Sample genotype dataset
| Population | AA | Aa | aa | N | p (A) | q (a) |
|---|---|---|---|---|---|---|
| Island birds | 490 | 420 | 90 | 1000 | 0.700 | 0.300 |
| River fish | 160 | 320 | 120 | 600 | 0.533 | 0.467 |
| Forest beetles | 81 | 198 | 121 | 400 | 0.450 | 0.550 |
Hardy–Weinberg relationships for a bi-allelic locus
- p + q = 1 where p is allele A and q is allele a.
- Expected genotype frequencies: AA = p², Aa = 2pq, aa = q².
- Expected counts: multiply each expected frequency by population size N.
- From genotype counts: p = (2·AA + Aa) / (2·N) and q = 1 − p.
- Chi-square test (df=1): χ² = Σ (O − E)² / E using AA, Aa, aa.
Steps to run a reliable equilibrium check
- Select an input mode: counts, frequencies, or allele frequencies.
- Enter N and choose an α level for the test.
- Provide values for the selected mode, then press Calculate.
- Review p, q, expected frequencies, and expected counts above the form.
- If observed data are available, interpret χ² and the p-value.
- Use the download buttons to export results as CSV or PDF.
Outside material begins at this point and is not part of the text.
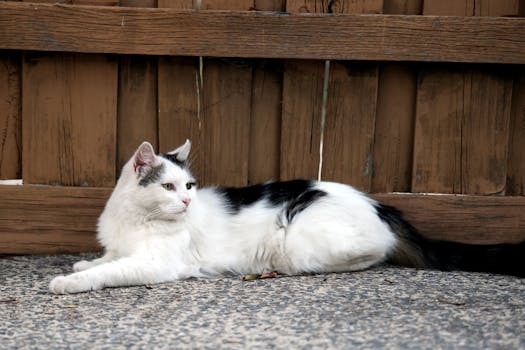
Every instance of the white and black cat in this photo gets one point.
(157, 227)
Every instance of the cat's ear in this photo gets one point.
(183, 152)
(144, 158)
Why equilibrium checks matter in field samples
Hardy–Weinberg expectations provide a fast baseline for real populations. When observed counts drift from expected counts, it can signal selection, migration, non-random mating, or genotyping error. In a sample of N = 1,000 with p = 0.70, expected AA = 490, Aa = 420, aa = 90. Deviations should be interpreted in context, not as an automatic failure of study quality.
Converting counts into allele frequencies
The calculator estimates p from observed genotypes using p = (2·AA + Aa) / (2·N). For example, AA = 160, Aa = 320, aa = 120 gives p = 0.533 and q = 0.467 at N = 600. These values then drive the expected genotype frequencies p², 2pq, and q², allowing consistent comparison across datasets.
Expected counts and carrier frequency interpretation
Expected genotype counts are frequency × N, which helps planning and reporting. The heterozygote term 2pq is also the carrier frequency for a recessive allele in an ideal population. If q = 0.10, then 2pq ≈ 0.18 and q² = 0.01, meaning about 18% carriers and 1% affected under equilibrium assumptions.
Chi-square decision and practical thresholds
The chi-square statistic sums (O − E)² / E across AA, Aa, and aa. With one bi-allelic locus, df = 1 is common because p is estimated from the data. Using α = 0.05, a p-value below 0.05 suggests a measurable deviation. When expected counts fall below 5, treat chi-square results cautiously and consider exact methods.
Using modes for different study designs
Counts mode supports equilibrium testing and best matches lab outputs. Frequencies mode is useful for reports where proportions are published, while allele mode helps when only p and q are known from prior studies. Normalization is applied if p + q is close but not exactly 1, reducing rounding issues in classroom datasets.
Export-ready outputs for documentation
CSV exports support quick spreadsheet checks, while PDF exports provide a portable snapshot of inputs, allele estimates, expected values, and the equilibrium decision. Use consistent decimal settings across comparisons to avoid confusing rounding differences in audits and publications.
1) What does “fail to reject equilibrium” mean?
It means your data do not show strong evidence of deviation at the chosen α. The population may still deviate slightly, but the test did not detect it.
2) Why is the chi-square test set to df = 1?
For a bi-allelic locus, p is estimated from the sample, reducing one degree of freedom. Many teaching and reporting workflows use df = 1 for this scenario.
3) Can I use frequencies instead of counts?
Yes. Enter genotype frequencies and N. The tool converts them to observed counts for comparison, then computes expected values using the derived p and q.
4) What if my p and q do not sum to 1?
The calculator normalizes p and q when the sum is close to 1, which helps with rounding. Large mismatches should be corrected at the source.
5) When should I avoid chi-square interpretation?
If expected counts are very small (often below 5), the chi-square approximation can be unreliable. Consider larger samples or an exact test approach.
6) Does equilibrium prove no evolution is happening?
No. It only suggests genotype proportions match the equilibrium model for that locus and sample. Other loci, timepoints, or forces can still indicate change.